Research



The abcLab conducts research focused on three interdependent themes: Method development, analogs of ancient Mars environments, and planetary system science. Examples of each are outlined below.



Mars Analogs: Microbial mats from the sabkha of Qatar

In March 2016 Dr. Kenneth Williford traveled to Qatar as part of a collaborative project to study the role of microorganisms in the formation of dolomite in sabkha environments. Dr. Michael Tuite made a subsequent trip in October 2016 and collected a variety samples.

The hyper-arid, high salinity environment that exists where the desert and ocean meet may be a good analog for early aqueous environments on Mars. Living microbial mats were easily sampled with plastic tubes pushed through the rubbery surface into the underlying sediments. The tubes were placed in ashed jars or clean teflon tubes, sealed, and placed in a hotel refrigerator to retard metabolic reactions and degradation of the samples. Other mat surfaces were simply scooped up and placed in ashed jars; however, the push cores had the advantage of preserving the spatial structure of the mat. 

A push core was collected from an evaporitic basin encrusted with halite and gypsum.  The split core was divided into segments based on color changes and those segments were scooped into clean vials. Another core was collected from a site that six months prior had been inundated with seawater and covered with a mat but was now just sand with a hard surface crust. This core was divided into 5cm intervals, each loaded into a clean vial. In each case, the vials were refrigerated until departure. 

Tuite collected samples of a half-dozen different living mat morphologies as well as several hard surface crusts where mats had previously existed. Tuite also collected two larger mat fragments which he placed in large WhirlPak bags in hope of returning them to the abcLab in viable condition. 



Planetary System Science: The K/Pg Mass Extinction Boundary on Seymour Island, Antarctica

In early 2016, Dr. David Flannery traveled to Seymour Island off the Antarctic Peninsula as part of a Caltech-sponsored research expedition. Among the samples he collected were 45 from a stratigraphic interval that spans the mass extinction event at the Cretaceous/Paleogene (K/Pg) boundary. The Zinsmeister section (named for a geologist who had previously studied the site) consists of grey siltstones that are poorly consolidated as well as concretions that often contain fish and other vertebrate fossils. Flannery collected samples at 30cm intervals by digging beneath the weathered surface. The extreme cold made collecting hand samples challenging. 

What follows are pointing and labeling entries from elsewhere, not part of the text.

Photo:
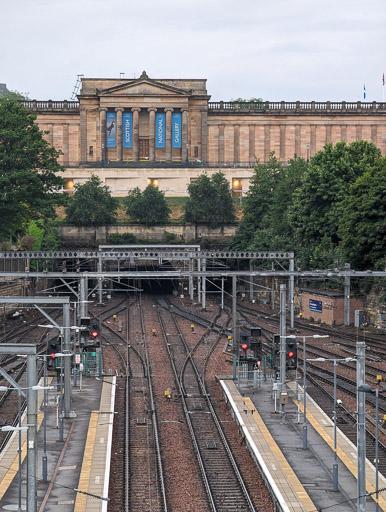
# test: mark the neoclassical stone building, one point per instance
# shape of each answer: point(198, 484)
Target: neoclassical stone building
point(167, 132)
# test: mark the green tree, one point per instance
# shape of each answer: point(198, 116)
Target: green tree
point(91, 204)
point(317, 204)
point(148, 207)
point(29, 184)
point(265, 223)
point(363, 223)
point(210, 201)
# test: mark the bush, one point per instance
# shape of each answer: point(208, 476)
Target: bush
point(148, 207)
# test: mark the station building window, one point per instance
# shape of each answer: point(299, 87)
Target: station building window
point(69, 185)
point(237, 186)
point(152, 181)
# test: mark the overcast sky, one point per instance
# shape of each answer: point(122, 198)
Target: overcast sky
point(276, 49)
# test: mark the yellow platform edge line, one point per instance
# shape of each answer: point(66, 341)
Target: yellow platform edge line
point(289, 473)
point(14, 468)
point(341, 454)
point(303, 499)
point(84, 477)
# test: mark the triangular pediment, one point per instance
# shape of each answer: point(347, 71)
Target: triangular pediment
point(143, 87)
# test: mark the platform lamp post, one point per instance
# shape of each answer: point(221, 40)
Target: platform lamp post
point(62, 354)
point(336, 403)
point(20, 428)
point(315, 336)
point(365, 388)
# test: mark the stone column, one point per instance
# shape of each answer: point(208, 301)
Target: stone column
point(343, 133)
point(298, 140)
point(328, 133)
point(83, 135)
point(267, 142)
point(151, 134)
point(252, 144)
point(119, 150)
point(184, 137)
point(136, 112)
point(66, 144)
point(282, 142)
point(374, 134)
point(236, 144)
point(204, 136)
point(103, 132)
point(313, 140)
point(169, 134)
point(221, 144)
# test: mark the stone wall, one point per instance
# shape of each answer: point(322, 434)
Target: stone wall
point(92, 236)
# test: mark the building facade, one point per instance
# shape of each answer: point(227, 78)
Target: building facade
point(166, 132)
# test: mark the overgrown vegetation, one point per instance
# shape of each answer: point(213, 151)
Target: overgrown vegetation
point(210, 201)
point(92, 204)
point(29, 180)
point(333, 208)
point(148, 207)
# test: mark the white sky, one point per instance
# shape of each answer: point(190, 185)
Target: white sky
point(278, 49)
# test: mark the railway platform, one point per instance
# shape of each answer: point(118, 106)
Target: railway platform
point(299, 479)
point(79, 466)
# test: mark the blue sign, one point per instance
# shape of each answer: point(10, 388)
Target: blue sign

Method Development: Coring the Monterey Formation at Naples Beach

In December 2016, Michael Tuite led a group from JPL to Naples Beach in Santa Barbara County, California with the objective of obtaining one or more cores of the Miocene-age Monterey Formation using the Shaw Backpack Drill. 

The exposure of the Monterey is a well-studied section and features a variety of lithologies  including organic-rich mudstones. On an earlier reconnaissance trip, Tuite had collected a hand sample that was analyzed in the abcLab and evaluated for the presence of maleimides, a chlorophyl degradation product. The maleimdes were of sufficient abundance to warrant collecting a relatively short core, no more than 5 meters in length, for a study of maleimide-specific isotope values of carbon, nitrogen, and hydrogen. 

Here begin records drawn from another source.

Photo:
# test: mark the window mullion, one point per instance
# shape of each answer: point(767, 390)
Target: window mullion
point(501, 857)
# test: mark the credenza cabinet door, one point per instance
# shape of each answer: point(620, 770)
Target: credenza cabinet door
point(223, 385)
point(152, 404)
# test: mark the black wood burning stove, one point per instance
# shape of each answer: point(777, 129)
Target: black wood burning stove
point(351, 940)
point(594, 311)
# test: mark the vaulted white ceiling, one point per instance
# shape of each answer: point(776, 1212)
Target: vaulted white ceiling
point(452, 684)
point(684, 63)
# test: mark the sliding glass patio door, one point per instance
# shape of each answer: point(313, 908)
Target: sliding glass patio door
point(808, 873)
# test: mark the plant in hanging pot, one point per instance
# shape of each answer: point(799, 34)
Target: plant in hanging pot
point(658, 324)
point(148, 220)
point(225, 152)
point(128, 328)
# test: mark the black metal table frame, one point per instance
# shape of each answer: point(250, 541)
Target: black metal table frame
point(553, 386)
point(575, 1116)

Drilling the Monterey mudstones proved very challenging. Because of their high clay content, the rocks readily absorbed the water that lubricates the drill string. The drill was frequently stuck and the core segments were very difficult to remove from the core tube. Nevertheless, two separate 2 meter cores were recovered, sufficient for the proposed study. At the drill site, the wet cores were laid out in foil-lined core boxes and transported back to JPL. The cores were allowed to dry for several days before the boxes were sealed. The cores were registered with SESAR and archival IGSN labels were affixed to the core boxes.